Her talent blossomed early.
Starting at Muwangirwa Primary School, she soon caught the eye of St Noah Secondary School coaches during district finals.
From there, she was scouted by Faith Drive Queens coach Admire “Ngangira” Mahachi, who arranged a football scholarship for her at Nyamauru Secondary School in Mutare.
Off the field, she showed the same grit.
“She was very industrious,” Sylvia remembers. “I am a vendor, and Bethel would join me whenever she wasn’t at school. Sometimes I was blown away by how she hawked for customers. She was as energetic in this as she is on the pitch.”
By 2019, she had led Nyamauru to national glory, representing Zimbabwe at the Under-15 Copa Coca-Cola continental meet in Kenya.

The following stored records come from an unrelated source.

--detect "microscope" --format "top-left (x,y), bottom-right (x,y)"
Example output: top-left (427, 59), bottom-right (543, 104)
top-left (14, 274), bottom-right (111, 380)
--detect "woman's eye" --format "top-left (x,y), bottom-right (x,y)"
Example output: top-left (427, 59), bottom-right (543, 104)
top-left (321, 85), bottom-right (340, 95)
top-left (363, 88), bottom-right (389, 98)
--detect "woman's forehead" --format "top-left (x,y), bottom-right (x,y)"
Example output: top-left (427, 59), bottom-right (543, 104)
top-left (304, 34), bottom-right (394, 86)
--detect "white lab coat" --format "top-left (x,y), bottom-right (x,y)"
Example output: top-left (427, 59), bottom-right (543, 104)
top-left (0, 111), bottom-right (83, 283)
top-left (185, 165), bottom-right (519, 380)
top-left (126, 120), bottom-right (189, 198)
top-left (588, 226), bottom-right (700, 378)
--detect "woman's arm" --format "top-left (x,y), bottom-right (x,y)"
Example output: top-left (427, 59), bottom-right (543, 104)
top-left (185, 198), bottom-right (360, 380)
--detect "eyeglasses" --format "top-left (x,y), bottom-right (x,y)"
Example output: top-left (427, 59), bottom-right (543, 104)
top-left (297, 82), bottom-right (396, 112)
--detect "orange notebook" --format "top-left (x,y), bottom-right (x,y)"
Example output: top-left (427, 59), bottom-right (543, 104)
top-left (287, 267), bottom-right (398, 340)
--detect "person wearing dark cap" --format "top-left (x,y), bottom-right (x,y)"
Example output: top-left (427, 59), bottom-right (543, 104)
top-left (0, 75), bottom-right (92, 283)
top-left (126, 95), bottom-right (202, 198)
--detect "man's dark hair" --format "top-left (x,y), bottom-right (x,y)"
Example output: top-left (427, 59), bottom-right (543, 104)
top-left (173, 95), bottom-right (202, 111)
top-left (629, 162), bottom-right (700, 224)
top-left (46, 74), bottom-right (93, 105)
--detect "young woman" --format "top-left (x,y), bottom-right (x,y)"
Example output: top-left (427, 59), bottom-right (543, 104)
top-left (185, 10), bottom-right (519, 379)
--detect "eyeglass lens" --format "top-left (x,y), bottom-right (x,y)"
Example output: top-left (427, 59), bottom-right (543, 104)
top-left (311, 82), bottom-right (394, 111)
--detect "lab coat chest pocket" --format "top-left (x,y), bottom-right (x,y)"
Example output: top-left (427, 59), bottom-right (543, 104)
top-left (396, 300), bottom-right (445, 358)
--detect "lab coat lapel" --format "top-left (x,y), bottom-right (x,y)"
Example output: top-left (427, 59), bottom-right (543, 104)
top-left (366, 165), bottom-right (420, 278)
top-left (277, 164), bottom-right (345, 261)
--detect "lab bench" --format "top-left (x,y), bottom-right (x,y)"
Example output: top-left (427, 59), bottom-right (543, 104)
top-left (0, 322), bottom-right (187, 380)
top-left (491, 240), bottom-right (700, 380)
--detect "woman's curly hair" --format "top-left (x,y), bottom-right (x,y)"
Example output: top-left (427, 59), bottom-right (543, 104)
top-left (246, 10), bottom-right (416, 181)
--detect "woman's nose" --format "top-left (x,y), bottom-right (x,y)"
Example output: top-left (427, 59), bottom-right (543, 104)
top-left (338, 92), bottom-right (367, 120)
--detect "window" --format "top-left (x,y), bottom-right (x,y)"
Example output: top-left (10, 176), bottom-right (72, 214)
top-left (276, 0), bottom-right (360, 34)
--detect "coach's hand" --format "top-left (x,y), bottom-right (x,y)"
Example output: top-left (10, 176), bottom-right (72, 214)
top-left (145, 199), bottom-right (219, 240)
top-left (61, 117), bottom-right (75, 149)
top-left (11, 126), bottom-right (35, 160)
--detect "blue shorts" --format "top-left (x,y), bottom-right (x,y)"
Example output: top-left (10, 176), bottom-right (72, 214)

Covid-19 interrupted her rise, but she soon captained the Zimbabwe Under-17s at the COSAFA Championships in South Africa and was named in the Region V Games squad before a late pandemic outbreak kept the team from travelling to Lesotho.
Coach Mahachi never doubted her talent.
“I have coached a lot of girls but Bethel stands out for her never-say-die spirit,” he says.
“I am not surprised she is playing with an iron rod in her leg. I know she will go places.”
Her story is one of faith lost and faith remade. Sylvia, who once quit church in despair, still prays for her daughter’s healing.
Bethel keeps her sights on bigger dreams, titles to win, goals to score, a professional career to build and a promise to lift her family.
The rod in her leg may one day come out.
The fire in her heart shows no sign of fading.